HCCによると、デジタル技術分野におけるフランスのCO2排出量は現在年間1500万トンで、これはフランス全体の排出量の2%に過ぎないが、5Gによって2030年までに年間270万~670万トン増加すると算出した。現在の年間排出量から比べたら4割を超える量だが、それは金銭でいう初期投資のようなものだろうか。
ライフサイクルで捉える5G
私企業が、そして国境を越えてデータをなんでもかんでも傍受してしまうのではないかという情報セキュリティ・安全保障に対する懸念を根底に、環境や人体への影響を危惧するレポートが出る一方で、情報通信企業はキラキラとした未来構想を描くこの構図に深入りしなければ、なかなか真実を語れないが、5GがCO2を削減するか、増加させるかはいわば企業と個人の行動にかかっているとは言えるだろう。

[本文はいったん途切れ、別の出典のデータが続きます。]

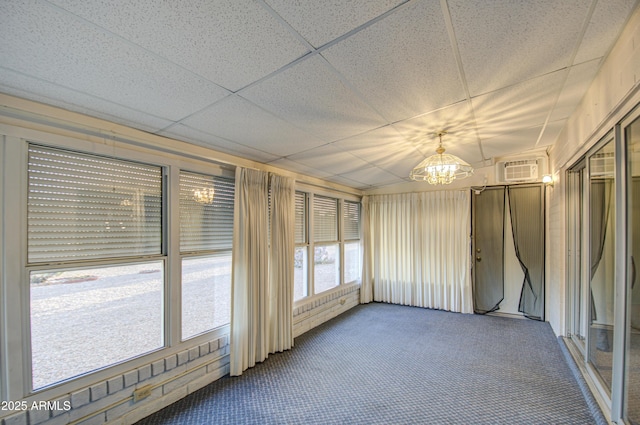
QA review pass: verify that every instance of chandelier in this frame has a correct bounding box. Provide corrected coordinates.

5Gを利用するために必要なデバイスの生産、つまり消費者による「買い替え」が起こるのは必須であり、その環境負荷が高いというフランスの今回のレポートは一理ある。エリクソンの上記の比較もライフサイクル全体で比較したものではなく使用中の電力に注目したまでだ。もっとも、比較している冷蔵庫や自動車の方がそうした負荷が大きいであろうが、絶対値で見たときのパソコンやスマホの生産や廃棄に係る環境負荷も自覚する必要がある。
高速の通信の恩恵を受けて様々な領域で効率化していくことは必要なことであるし、また最新スペックの機器は企業の努力により環境負荷軽減も進歩していくであろう。バランスを取りながら「サステイナブル・デベロップメント」していくことが、人類に課せられている。